Spine Surgery Material Punctures Patient’s Heart

F.J. Thomas

Sarasota, FL (WorkersCompensation.com) – Since the late 1980’s, spine surgeons have used polymethylmethacrylate (PMMA), a lightweight acrylic medical cement, for back surgeries, and is frequently used today. Although most often used in placing implants and remodeling bone, PMMA has multiple health related applications outside of orthopedics, such as dentures, ocular prostheses, and injectable cosmetic uses. Although PMMA is considered biologically compatible, the liquid methyl methacrylate (MMA) that is used to create PMMA is considered to be a respiratory irritant, and PMMA itself is somewhat controversial.

While the FDA recognizes some level of risk with PMMA, some studies have shown 26 to 31 percent complication rates in hip replacements. One study on cosmetic injections found issues with chronic inflammation, fibrotic nodules, jaundice, and eyelid deformities with use. According to one report from Healthcare In Europe, the side effects of PMMA were discussed as far back as 1998, with an estimated 95 percent death rate for reported events.

PMMA is activated by an exothermic reaction, which potentially damages bone and surrounding tissue, often resulting in severe cardiac and pulmonary complications.
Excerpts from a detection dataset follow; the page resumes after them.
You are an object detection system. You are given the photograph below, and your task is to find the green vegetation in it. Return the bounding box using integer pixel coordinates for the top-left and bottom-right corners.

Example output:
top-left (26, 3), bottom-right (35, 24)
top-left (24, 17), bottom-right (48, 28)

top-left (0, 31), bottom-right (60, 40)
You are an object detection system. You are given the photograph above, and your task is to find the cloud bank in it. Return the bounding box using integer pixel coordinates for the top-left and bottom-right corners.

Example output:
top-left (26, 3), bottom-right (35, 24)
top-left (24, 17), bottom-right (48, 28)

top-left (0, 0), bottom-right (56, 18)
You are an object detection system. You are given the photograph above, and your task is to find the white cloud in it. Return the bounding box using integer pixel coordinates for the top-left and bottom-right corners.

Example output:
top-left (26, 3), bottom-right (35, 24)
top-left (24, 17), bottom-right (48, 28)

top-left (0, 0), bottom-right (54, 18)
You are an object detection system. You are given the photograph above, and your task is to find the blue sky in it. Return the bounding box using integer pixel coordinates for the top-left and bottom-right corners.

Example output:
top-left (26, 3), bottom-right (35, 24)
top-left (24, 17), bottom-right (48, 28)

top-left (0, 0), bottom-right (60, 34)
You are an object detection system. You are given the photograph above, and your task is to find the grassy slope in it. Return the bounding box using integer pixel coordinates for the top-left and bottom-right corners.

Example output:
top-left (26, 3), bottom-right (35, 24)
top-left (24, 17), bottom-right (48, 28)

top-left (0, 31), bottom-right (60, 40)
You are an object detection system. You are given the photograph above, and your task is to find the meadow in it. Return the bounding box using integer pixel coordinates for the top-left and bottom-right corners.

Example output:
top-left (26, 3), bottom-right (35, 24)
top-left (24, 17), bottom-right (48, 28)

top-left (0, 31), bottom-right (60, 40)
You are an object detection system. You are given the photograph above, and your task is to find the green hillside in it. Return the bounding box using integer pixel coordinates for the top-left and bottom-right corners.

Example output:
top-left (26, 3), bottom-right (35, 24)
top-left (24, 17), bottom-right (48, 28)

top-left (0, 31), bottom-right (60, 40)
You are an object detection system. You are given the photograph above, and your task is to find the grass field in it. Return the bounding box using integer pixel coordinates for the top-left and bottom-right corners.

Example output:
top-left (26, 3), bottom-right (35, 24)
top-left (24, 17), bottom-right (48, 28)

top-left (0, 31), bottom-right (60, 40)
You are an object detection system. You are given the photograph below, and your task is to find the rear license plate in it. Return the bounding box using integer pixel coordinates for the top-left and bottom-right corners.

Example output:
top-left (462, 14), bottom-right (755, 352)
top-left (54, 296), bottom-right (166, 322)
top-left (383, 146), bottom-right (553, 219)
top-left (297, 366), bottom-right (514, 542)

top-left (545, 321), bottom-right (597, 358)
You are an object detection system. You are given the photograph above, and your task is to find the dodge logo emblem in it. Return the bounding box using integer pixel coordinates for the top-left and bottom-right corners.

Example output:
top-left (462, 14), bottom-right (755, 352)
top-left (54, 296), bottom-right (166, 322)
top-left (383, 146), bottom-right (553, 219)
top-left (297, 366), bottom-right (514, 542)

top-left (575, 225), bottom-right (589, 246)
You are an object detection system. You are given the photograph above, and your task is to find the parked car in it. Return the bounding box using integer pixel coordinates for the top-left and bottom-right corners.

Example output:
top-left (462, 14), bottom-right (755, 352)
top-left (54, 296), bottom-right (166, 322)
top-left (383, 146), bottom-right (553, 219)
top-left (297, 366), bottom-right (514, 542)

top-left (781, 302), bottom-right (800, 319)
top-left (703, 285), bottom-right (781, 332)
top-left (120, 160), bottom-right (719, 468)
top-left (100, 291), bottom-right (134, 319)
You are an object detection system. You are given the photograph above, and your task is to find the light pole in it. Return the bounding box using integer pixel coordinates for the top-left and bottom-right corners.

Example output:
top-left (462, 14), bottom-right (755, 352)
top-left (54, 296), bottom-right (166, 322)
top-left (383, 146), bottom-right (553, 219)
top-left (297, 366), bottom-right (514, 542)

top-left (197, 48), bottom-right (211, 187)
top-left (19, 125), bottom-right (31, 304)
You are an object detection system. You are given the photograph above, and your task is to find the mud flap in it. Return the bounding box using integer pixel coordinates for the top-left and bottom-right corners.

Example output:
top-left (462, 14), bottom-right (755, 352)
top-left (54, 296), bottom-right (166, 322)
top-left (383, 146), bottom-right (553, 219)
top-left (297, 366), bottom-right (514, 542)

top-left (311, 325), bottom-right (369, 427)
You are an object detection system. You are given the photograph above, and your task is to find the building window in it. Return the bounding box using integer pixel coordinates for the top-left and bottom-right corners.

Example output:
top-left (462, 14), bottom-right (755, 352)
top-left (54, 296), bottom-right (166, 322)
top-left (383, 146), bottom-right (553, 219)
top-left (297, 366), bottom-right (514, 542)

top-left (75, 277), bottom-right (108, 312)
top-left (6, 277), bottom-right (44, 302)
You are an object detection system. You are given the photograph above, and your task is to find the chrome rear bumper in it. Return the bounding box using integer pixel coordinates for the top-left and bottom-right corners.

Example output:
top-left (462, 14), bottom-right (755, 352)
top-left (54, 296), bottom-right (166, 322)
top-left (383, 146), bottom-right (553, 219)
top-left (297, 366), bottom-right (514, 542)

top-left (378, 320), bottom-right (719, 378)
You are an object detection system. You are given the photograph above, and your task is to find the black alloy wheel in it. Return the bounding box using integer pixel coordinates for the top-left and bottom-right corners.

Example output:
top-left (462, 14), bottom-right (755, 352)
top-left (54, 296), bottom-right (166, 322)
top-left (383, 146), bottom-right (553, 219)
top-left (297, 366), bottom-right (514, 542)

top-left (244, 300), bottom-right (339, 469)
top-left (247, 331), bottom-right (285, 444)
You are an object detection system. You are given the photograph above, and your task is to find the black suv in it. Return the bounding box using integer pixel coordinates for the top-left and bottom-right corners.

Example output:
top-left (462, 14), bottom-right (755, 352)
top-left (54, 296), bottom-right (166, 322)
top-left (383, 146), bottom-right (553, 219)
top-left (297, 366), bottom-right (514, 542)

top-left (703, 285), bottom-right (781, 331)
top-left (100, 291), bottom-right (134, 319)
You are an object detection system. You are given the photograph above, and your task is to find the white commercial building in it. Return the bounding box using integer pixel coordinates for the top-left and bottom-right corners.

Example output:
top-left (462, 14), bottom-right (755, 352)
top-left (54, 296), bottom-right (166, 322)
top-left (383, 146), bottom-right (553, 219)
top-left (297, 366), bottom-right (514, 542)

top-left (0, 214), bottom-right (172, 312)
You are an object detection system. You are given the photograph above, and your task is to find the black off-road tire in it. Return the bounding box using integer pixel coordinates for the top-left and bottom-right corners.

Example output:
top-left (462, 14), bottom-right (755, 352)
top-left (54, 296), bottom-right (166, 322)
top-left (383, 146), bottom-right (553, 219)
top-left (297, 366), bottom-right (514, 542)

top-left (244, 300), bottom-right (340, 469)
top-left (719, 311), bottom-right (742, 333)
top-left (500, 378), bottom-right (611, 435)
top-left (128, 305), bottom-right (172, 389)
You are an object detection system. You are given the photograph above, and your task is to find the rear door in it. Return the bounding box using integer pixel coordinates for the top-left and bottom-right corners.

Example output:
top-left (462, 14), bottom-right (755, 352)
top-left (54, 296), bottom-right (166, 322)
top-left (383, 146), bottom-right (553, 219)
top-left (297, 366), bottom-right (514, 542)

Other complications can include the PMMA hardening and damaging organs. One such life-threatening event was recently published in the New England Journal of Medicine.

According to the report, a 56 year old male presented to the emergency department after 2 days of breathing difficulties and chest pain, and a recent vertebral compression fracture. A week earlier, the patient had undergone a lumbar kyphoplasty with PMMA. Five days later, he had right side pleuritic chest pain that radiated to his shoulder and jaw.

Upon exploration, it was found that the PMMA used in the kyphoplasty surgery had embolized and perforated the right atrium, and punctured the right lung.

In another case from 2015, a 77 year old patient who had undergone a previous hip replacement with cemented prosthesis, presented to the ER with the same difficulty breathing and chest pain. At the time of surgery, there had not been any complications. After fluoroscopic examination revealed an object overlying her heart, the patient underwent open heart surgery. It was discovered that a 54mm object, which was later determined to be a cement embolus, had penetrated the right auricle, and had caused inflammation in the pericardium.